Principles of HIV Resistance
Principles of HIV Resistance
• Resistance variants pre-exist.
Resistant strains of HIV can be transmitted sexually, and thus can be detected in patients who have never been treated. Once therapy is initiated, the resistant variants can rapidly escape the drug.
• Partial suppression leads to resistance.
Resistance requires viral replication, but even a small amount of replication can eventually lead to resistance, despite the fact that numerous mutations are required to cause drug resistance.
• Reverse transcriptase and protease are flexible proteins.
HIV reverse transcriptase and protease are remarkably flexible in their ability to mutate to resistant forms without losing their function. So far, 23 amino acid substitutions have been associated with resistance to nucleoside analogs, 35 to non-nucleoside reverse transcriptase inhibitors, and 42 to protease inhibitors.
• Not all mutations lead to resistance.
Some mutations, rather, result only in impaired fitness of the virus and lead to reduced levels of propagation.
• Not all treatment failures result from resistance.

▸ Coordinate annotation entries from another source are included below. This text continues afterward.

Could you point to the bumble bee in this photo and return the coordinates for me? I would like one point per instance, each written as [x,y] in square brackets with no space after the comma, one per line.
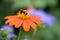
[23,11]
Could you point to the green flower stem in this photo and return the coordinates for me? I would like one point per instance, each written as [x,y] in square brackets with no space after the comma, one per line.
[20,34]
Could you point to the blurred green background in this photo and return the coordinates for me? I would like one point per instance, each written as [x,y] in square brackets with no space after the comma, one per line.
[9,7]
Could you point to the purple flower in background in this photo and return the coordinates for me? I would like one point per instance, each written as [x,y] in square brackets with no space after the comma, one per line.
[11,35]
[7,27]
[47,19]
[9,30]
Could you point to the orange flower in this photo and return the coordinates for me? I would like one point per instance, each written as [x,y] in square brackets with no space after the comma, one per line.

Other causes of failure may include drug intolerance, altered intracellular metabolism, individual variation in pharmokinetics, failure to adhere to the treatment regimen, incomplete viral suppression, change in viral phenotype, and progressive immune decline. Patients may progress with susceptible virus or may do well with resistant virus.
• Not all resistance leads to treatment failures.
Resistance may be overcome in some cases by raising the dosage of the antiretroviral agent to exceed the level of resistance.
• Resistance can be prevented.
The greater the degree of viral suppression, the less likely resistant mutants will arise.
• "Beware sins of the past."
A physician should base drug choice on a patient’s treatment history. Although a viral strain that develops resistance may be replaced by a wild-type (nonresistant) virus when the selective pressure of drug is removed, the resistant mutant may rapidly return when the drug is reinstated. Reinstat ing a drug to which resistance has developed previously is unlikely to provide long-term benefit.